We can start by plotting a correlation circle. It helps us see the relations between variable themselves and between variables and our components.
Maths details here.n = pca_iris.n_samples_
p = pca_iris.n_features_
lst_eigenvalues = ((n - 1)/n) * pca_iris.explained_variance_
sqrt_eigval = np.sqrt(lst_eigenvalues)
corvar = np.zeros((p, p))
for k in range(p):
corvar[:, k] = pca_iris.components_[k, :] * sqrt_eigval[k]
pcs = corvar.T
d1, d2 = 0, 1
labels = iris['feature_names']
fig, ax = plt.subplots(figsize=(7, 7))
plt.quiver(
[0] * p, [0] * p, pcs[d1, :], pcs[d2, :],
angles='xy', scale_units='xy', scale=1, color=palette[2]
)
for i, (x, y) in enumerate(pcs[[d1, d2]].T):
plt.text(x, y, labels[i], fontsize='14', ha='center', va='center', color="black", alpha=0.75)
circle = plt.Circle((0, 0), 1, facecolor='none', edgecolor=palette[0])
plt.gca().add_artist(circle)
plt.plot([-1, 1], [0, 0], color=palette[0], ls='--')
plt.plot([0, 0], [-1, 1], color=palette[0], ls='--')
plt.xlim(-1, 1)
plt.ylim(-1, 1)
plt.title("Correlation circle.", **conf_graph["title_style"])
plt.xlabel("PC_1", **conf_graph["label_style"])
plt.ylabel("PC_2", **conf_graph["label_style"])
plt.xticks(**conf_graph["tick_style"])
plt.yticks(**conf_graph["tick_style"])
plt.show()
Seems like the petal width and lenght are highly correlated which we could have anticipated, but the sepal length and width are not.
Also we can note that PC_1 will be strongly correlated with the sepal length, petal width and petal length, and PC_2 will be mostly correlated to sepal width and slightly to sepal length.
Now that we know that most of the variance is explained by the first two components, we can plot the data in the first factorial plane which is simply the plane made up of the first two components.
plt.figure(figsize=(16, 8))
plt.gcf().subplots_adjust(bottom=0.15, left=0.3)
sns.scatterplot(x="PC_1", y="PC_2", hue="target_name", data=df, palette=palette[:3])

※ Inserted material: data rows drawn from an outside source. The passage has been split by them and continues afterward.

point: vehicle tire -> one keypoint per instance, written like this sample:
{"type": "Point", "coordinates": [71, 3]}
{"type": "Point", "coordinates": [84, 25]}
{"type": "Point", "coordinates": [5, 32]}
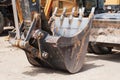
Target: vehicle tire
{"type": "Point", "coordinates": [1, 22]}
{"type": "Point", "coordinates": [32, 60]}
{"type": "Point", "coordinates": [100, 50]}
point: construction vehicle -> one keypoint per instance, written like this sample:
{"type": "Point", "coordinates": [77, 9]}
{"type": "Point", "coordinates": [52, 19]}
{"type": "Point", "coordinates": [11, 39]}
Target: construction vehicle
{"type": "Point", "coordinates": [105, 30]}
{"type": "Point", "coordinates": [6, 14]}
{"type": "Point", "coordinates": [59, 42]}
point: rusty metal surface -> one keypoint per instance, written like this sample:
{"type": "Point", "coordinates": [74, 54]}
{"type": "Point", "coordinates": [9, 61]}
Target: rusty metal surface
{"type": "Point", "coordinates": [65, 52]}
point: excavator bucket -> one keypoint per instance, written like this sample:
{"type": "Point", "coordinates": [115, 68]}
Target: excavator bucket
{"type": "Point", "coordinates": [59, 43]}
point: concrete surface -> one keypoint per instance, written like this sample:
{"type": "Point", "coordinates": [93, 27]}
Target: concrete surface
{"type": "Point", "coordinates": [14, 66]}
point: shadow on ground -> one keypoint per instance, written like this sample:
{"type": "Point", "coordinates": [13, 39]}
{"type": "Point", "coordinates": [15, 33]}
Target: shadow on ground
{"type": "Point", "coordinates": [38, 70]}
{"type": "Point", "coordinates": [114, 57]}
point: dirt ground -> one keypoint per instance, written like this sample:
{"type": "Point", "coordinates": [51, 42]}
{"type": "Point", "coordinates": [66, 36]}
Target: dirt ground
{"type": "Point", "coordinates": [14, 66]}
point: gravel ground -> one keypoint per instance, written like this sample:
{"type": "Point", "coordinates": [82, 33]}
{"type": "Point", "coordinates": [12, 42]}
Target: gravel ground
{"type": "Point", "coordinates": [14, 66]}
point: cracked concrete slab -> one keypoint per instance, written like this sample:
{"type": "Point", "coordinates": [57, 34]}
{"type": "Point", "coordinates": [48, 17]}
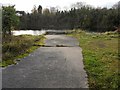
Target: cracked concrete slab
{"type": "Point", "coordinates": [49, 67]}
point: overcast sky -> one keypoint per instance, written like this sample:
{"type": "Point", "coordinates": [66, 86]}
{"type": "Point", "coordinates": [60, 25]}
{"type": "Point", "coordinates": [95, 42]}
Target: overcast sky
{"type": "Point", "coordinates": [27, 5]}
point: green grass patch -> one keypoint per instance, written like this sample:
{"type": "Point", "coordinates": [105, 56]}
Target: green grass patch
{"type": "Point", "coordinates": [15, 47]}
{"type": "Point", "coordinates": [101, 60]}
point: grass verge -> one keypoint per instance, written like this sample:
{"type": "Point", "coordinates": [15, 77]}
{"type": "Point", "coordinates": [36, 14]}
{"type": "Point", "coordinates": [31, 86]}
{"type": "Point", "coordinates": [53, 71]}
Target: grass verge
{"type": "Point", "coordinates": [15, 47]}
{"type": "Point", "coordinates": [101, 58]}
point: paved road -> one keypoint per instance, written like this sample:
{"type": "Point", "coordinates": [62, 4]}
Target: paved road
{"type": "Point", "coordinates": [49, 67]}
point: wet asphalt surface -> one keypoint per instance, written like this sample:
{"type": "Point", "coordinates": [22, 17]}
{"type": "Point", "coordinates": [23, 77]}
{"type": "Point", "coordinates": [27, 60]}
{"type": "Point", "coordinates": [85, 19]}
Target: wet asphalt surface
{"type": "Point", "coordinates": [49, 67]}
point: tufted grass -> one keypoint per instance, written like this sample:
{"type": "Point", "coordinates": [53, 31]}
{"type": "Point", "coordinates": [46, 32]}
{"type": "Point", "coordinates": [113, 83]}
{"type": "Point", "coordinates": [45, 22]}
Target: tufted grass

plt.title("Projections of the flowers on the first two components.", **conf_graph["title_style"])
plt.xlabel("PC_1", **conf_graph["label_style"])
plt.ylabel("PC_2", **conf_graph["label_style"])
plt.xticks(**conf_graph["tick_style"])
plt.yticks(**conf_graph["tick_style"])
plt.show()
We can observe that at least one species of iris (the Setosa) can be perfectly separated by the information in the first two components. The other two species are a little closer but the representation is not bad.
If we had more features, we could also draw the subsequent factorial planes if we wanted to.
Using what we know from our correlation circle, we can infer that the Setosa variety has slightly wider sepals but smaller petals. Virginica appear to have to bigger petals. We can verify that at a high level.
df[l_features] = scaler.inverse_transform(df[l_features])
df.groupby('target_name')[l_features].mean()
We can easily verify our hypothesis. Petals of the Setosa variety are indeed smaller, its septals are wider, and petals of the Virginica variety are bigger.